Wrestling with Weaknesses

Walter Albritton



As I have grown older, I have grown weaker physically. It is one of those problems that I call the fleas that come with the dog of old age. My “handicap” has to do with my legs; they have become gradually feebler during the past five years. To cope with this I turned first to an ordinary walking stick, then to a stronger staff, like Moses used. I was not distressed by this mild limitation; it was fun having my friends call me Moses!

A couple of years later, I found that my “balance” would require more than a staff. Resisting pessimism, I laughed about being the most unbalanced preacher in Alabama. That’s when “Wally the Walker” became a daily requirement. And that’s also when my Enemy began to hound me with the idea that “nobody wants to listen to the preaching of a crippled old man who has to use a walker to get around.” Sadly, I confess that I figured the devil was right so I began declining invitations to preach.

Then one day I came across Saint Paul’s words about his weakness, in the 12th chapter of Second Corinthians: 8 Three different times I begged the Lord to take it away. 9 Each time he said, “My grace is all you need. My power works best in weakness.” So now I am glad to boast about my weaknesses, so that the power of Christ can work through me. 10 That’s why I take pleasure in my weaknesses, and in the insults, hardships, persecutions, and troubles that I suffer for Christ. For when I am weak, then I am strong.

As I read those words I heard the Lord saying, “Paul didn’t quit.” That got my attention. So I began to wrestle with how differently from Paul I had responded to my weakness. I had certainly not “taken pleasure” in my weakness; instead I had felt sorry for myself. The big question I had to answer now was this: Could I come up with the faith to “gladly boast about my weakness so the power of Christ could work through me”? I struggled intensely with that because I kept hearing another voice saying, “Your time is up, old man; it’s time for you to sit on the porch and listen to the birds sing!”

I turned to The Message by Peterson to see how he translated Paul’s words and found this: Satan’s angel did his best to get me down; what he in fact did was push me to my knees. No danger then of walking around high and mighty. At first, I didn’t think of it as a gift, and begged God to remove it. Three times I did that, and then he told me, My grace is enough; it’s all you need. My strength comes into its own in your weakness. Once I heard that, I was glad to let it happen. I quit focusing on the handicap and began appreciating the gift. It was a case of Christ’s strength moving in on my weakness. Now I take limitations in stride, and with good cheer, these limitations that cut me down to size — abuse, accidents, opposition, bad breaks. I just let Christ take over. And so the weaker I get, the stronger I become.

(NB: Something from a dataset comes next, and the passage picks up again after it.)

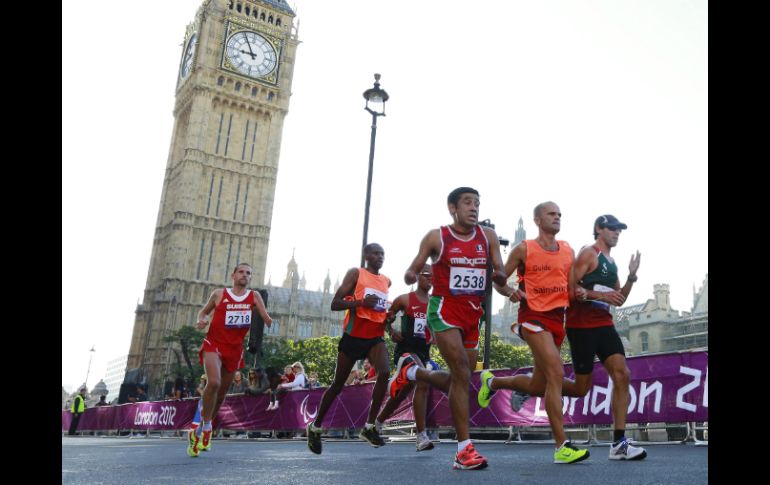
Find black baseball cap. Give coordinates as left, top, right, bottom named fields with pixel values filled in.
left=595, top=214, right=628, bottom=230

My friend J.B. Phillips stirred my soul with his translation of what Paul said: I have cheerfully made up my mind to be proud of my weaknesses, because they mean a deeper experience of the power of Christ. I can even enjoy weaknesses, suffering, privations, persecutions and difficulties for Christ’s sake. For my very weakness makes me strong in him.

I am pleased to report that my struggle is over. With the Lord’s help, I told the devil, “Paul didn’t quit and this unbalanced preacher is not quitting either, so you can get off my back.”

I decided to rejoice in my weakness so the power of Christ can rest upon me. And as long as the Lord gives me the mind and voice to proclaim the good news about Jesus, every chance I get I am going to push Wally the Walker up to the pulpit and invite people to trust and obey my Lord Jesus Christ. Soli Deo Gloria!